Marthinsen si unì a Nasjonal Samling come uno dei suoi primi membri, nel 1933. Dopo che la Germania nazista aveva invaso e occupato la Norvegia nell’aprile 1940, ministro della polizia sotto il regime fantoccio di Quisling, Jonas Lie nominò Marthinsen per comandare il nuovo Servizio nazionale di polizia mobile, che fu in seguito ribattezzato Sikkerhetspolitiet. Fu nominato generale di polizia e divenne un collegamento chiave tra le forze di polizia norvegesi, il gabinetto di Quisling e la Gestapo tedesca.

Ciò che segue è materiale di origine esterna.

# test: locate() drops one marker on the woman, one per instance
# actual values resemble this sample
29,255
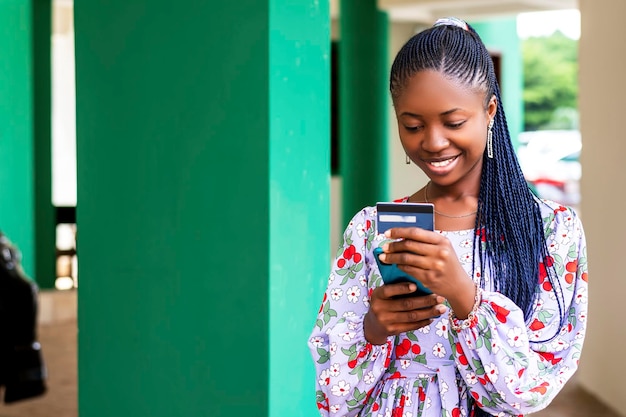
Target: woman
503,331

Divenne anche leader dell’organizzazione paramilitare Hird a livello nazionale.
Marthinsen ha rapidamente guadagnato la notorietà come leader delle forze di polizia interamente norvegesi. Ha svolto un ruolo fondamentale nell’attuazione dell’Olocausto in Norvegia, provocando l’omicidio di oltre 700 ebrei e il brutale maltrattamento di molti altri; era anche noto per avere una visione rilassata del processo legale e tollerava se non incoraggiato la tortura tra le sue forze.
Marthinsen fu assassinato dalla resistenza norvegese gruppo milorg come parte di Operazione Buzzard, agendo su ordine del governo in esilio. Una squadra di uomini armati addestrati ha aspettato la sua auto dietro una catasta di legna vicino alla sua casa in Blindernveien 74 a Oslo. La macchina aveva appena iniziato a muoversi quando aprirono il fuoco con armi automatiche, uccidendo all’istante Marthinsen sul sedile del passeggero e ferendo leggermente il suo autista. I documenti divulgati dopo la guerra indicano che la leadership politica ha ordinato l’assassinio per impedire a Marthinsen di portare a termine i suoi piani per arruolare forze paramilitari norvegesi per sovvertire violentemente l’attesa capitolazione della Germania nazista in Norvegia.
Reichskommissar in Norvegia Josef Terboven ha convocato lo stesso giorno un incontro con l’amministrazione norvegese e tedesca nella Norvegia occupata, tra cui il comandante delle SS Wilhelm Rediess, capo della Sicherheitspolizei, Heinrich Fehlis, Vidkun Quisling, il ministro della polizia Jonas Lie e il ministro della giustizia Sverre Riisnæs. Terboven ha sostenuto che l’assassinio ha minacciato la credibilità del regime nazista e ha chiesto che 75 norvegesi fossero giustiziati per rappresaglia. I leader norvegesi hanno obiettato ma sono stati respinti, ma nelle successive discussioni del giorno seguente, il numero è stato ridotto a 34. È stato presentato un elenco di norvegesi e quelli nella lista sono stati condannati.
Gli ufficiali norvegesi furono costretti a portare a termine le esecuzioni. Alcuni resoconti mettono Riisnæs alle esecuzioni visibilmente intossicati, usando la sua pistola di servizio per partecipare all’esecuzione. Un comunicato stampa annunciò che 34 furono uccisi da una squadra di fuoco, ma si scoprì che cinque persone furono tenute in prigione e scoperte dopo la guerra.
L’entità e la gravità delle rappresaglie hanno scioccato la popolazione norvegese e il governo in esilio, provocando una moratoria generale contro le uccisioni mirate di alti funzionari nazisti.